The parent yeast strain used in this study was Y. lipolytica PO1f with genotype MatA, leu2-270, ura3-302, xpr2-322, axp-2. The PO1f Cas9 and the PO1f Cas12a strains were constructed by integrating UAS1B8-TEF(136)-Cas9-CYCT and UAS1B8-TEF(136)-LbCpf1-CYCT expression cassettes into the A08 locus43. The PO1f Cas9 ku70 and PO1f Cas12a ku70 strains were constructed by disrupting KU70 using CRISPR-Cas9 as previously described23. All strains used in this study are listed in Supplementary Table 6. All plasmid construction and propagation were conducted in E. coli TOP10. Cultures were conducted in Luria-Bertani (LB) broth with 100 mg L−1 ampicillin at 37 °C in 14 mL polypropylene tubes, at 225 r.p.m. Plasmids were isolated from E. coli cultures using the Zymo Research Plasmid Miniprep Kit.

Plasmid construction

All plasmids and primers used in this work are listed in Supplementary Tables 7 and 8. To create the LbCas12a sgRNA expression plasmid (pLbCas12ayl), we first added a second direct repeat sequence at the 5’ of the polyT terminator in pCpf1_yl (see ref. 44). This was done to ensure that library sgRNAs could end in one or more thymine residues without being construed as part of the terminator. To make this change, pCpf1_yl was first linearized by digestion with SpeI. Subsequently, primers ExtraDR-F and ExtraDR-R were annealed and this double-stranded fragment was used to circularize the vector (NEBuilder® HiFi DNA Assembly) For integrating LbCas12a, pHR_A08_LbCas12a was constructed by digesting pHR_A08_hrGFP (Addgene #84615) with BssHII and NheI, and the LbCas12a fragment was inserted using the New England BioLab (NEB) NEBuilder® HiFi DNA Assembly Master Mix. The LbCas12a fragment was amplified along with the necessary overlaps by PCR using Cpf1-Int-F and Cpf1-Int-R primers from pLbCas12ayl. Successful cloning of the entire fragment was confirmed with sequencing primers A08-Seq-F, A08-Seq-R, Tef-Seq-F, Lb1-R, Lb2-F, Lb3-F, Lb4-F, and Lb5-F. To create the Cas12a sgRNA genome-wide library expression plasmid (pLbCas12ayl-GW) the UAS1B8-TEF- LbCas12a-CYC1 fragment was removed from pLbCas12ayl with the use of XmaI and HindIII restriction enzymes. Subsequently, the primers BRIDGE-F and BRIDGE-R were used to circularize the vector, and the M13 forward primer was used to ensure the correct assembly of the construct.

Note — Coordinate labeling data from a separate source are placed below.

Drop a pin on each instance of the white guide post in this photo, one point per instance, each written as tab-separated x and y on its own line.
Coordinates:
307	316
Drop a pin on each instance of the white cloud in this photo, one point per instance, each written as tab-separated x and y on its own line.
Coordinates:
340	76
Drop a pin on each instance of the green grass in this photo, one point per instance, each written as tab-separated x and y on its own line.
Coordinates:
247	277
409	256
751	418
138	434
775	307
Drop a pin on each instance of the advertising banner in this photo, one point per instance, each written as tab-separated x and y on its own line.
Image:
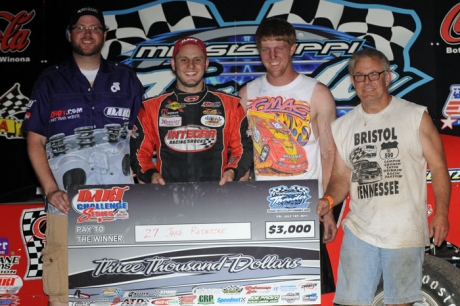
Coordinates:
195	244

To conduct the validation experiments of predicted CS values by DeepGuide, four genes with easily screenable phenotypes were selected and 10 sgRNAs (five highly active and five with poor activity) targeting each of these genes for Cas9 and Cas12a were selected and cloned for individual disruption experiments. All 40 Cas9 sgRNAs with required overlaps for cloning were purchased from a commercial vendor (IDT-DNA) as single-stranded primers and assembled into pCRISPRyl (Addgene #70007) after linearizing the vector with AvrII, using NEBuilder® HiFi DNA Assembly. In a similar manner, the 40 Cas12a sgRNAs with necessary overlaps were cloned into pLbCas12ayl, after linearizing the vector with SpeI. These primers are also included in Supplementary Table 8.

sgRNA library cloning

The LbCas12a library targeting the protein-coding genes in PO1f was ordered as an oligonucleotide pool from Agilent Technologies Inc. and cloned in-house using the Agilent SureVector CRISPR Library Cloning Kit (Part Number G7556A). The backbone vector (pLbCas12ayl-GW) was first linearized by PCR using the primers InversePCR-F and InversePCR-R, DpnI digested, cleaned up using Beckman AMPure XP SPRI beads, and transformed into E.coli TOP10 cells to verify minimal contamination from the circularized plasmid. Library oligos were amplified by PCR using the primers OLS-F and OLS-R for 15 cycles as per vendor instructions using Q5 high fidelity polymerase and cleaned up using the AMPure XP beads. The linearized backbone and the amplicons were combined in 4 replicate reactions of sgRNA library cloning that were carried out as per vendor instructions and pooled prior to bead cleanup. Two amplification bottles containing 1 L of LB media and 3 g of library-grade low gelling agarose were prepared, autoclaved, and cooled to 37 °C. Eighteen replicate transformations of the cloned library were conducted using Agilent’s ElectroTen-Blue cells (Catalog #200159) via electroporation (0.2 cm cuvette, 2.5 kV, 1 pulse). Cells were recovered and with a 1 hr outgrowth in SOC media at 37 °C (2% tryptone, 0.5% yeast extract, 10 mM NaCl, 2.5 mM KCl, 10 mM MgCl2, 10 mM MgSO4, and 20 mM glucose.) The transformed E. coli cells were then inoculated into two amplification bottles and grown for 2 days until colonies were visibly suspended in the matrix. Colonies were recovered by centrifugation and subject to a second amplification step by inoculating an 800 mL LB culture. After 4 hr, the cells were collected, and the pooled plasmid library was isolated using the ZymoPURE II Plasmid Gigaprep Kit (Catalog #D4202) yielding ~2.4 mg of plasmid DNA containing the Cas12a sgRNA library. The library was subject to a NextSeq run to test for fold coverage of individual sgRNA and skew.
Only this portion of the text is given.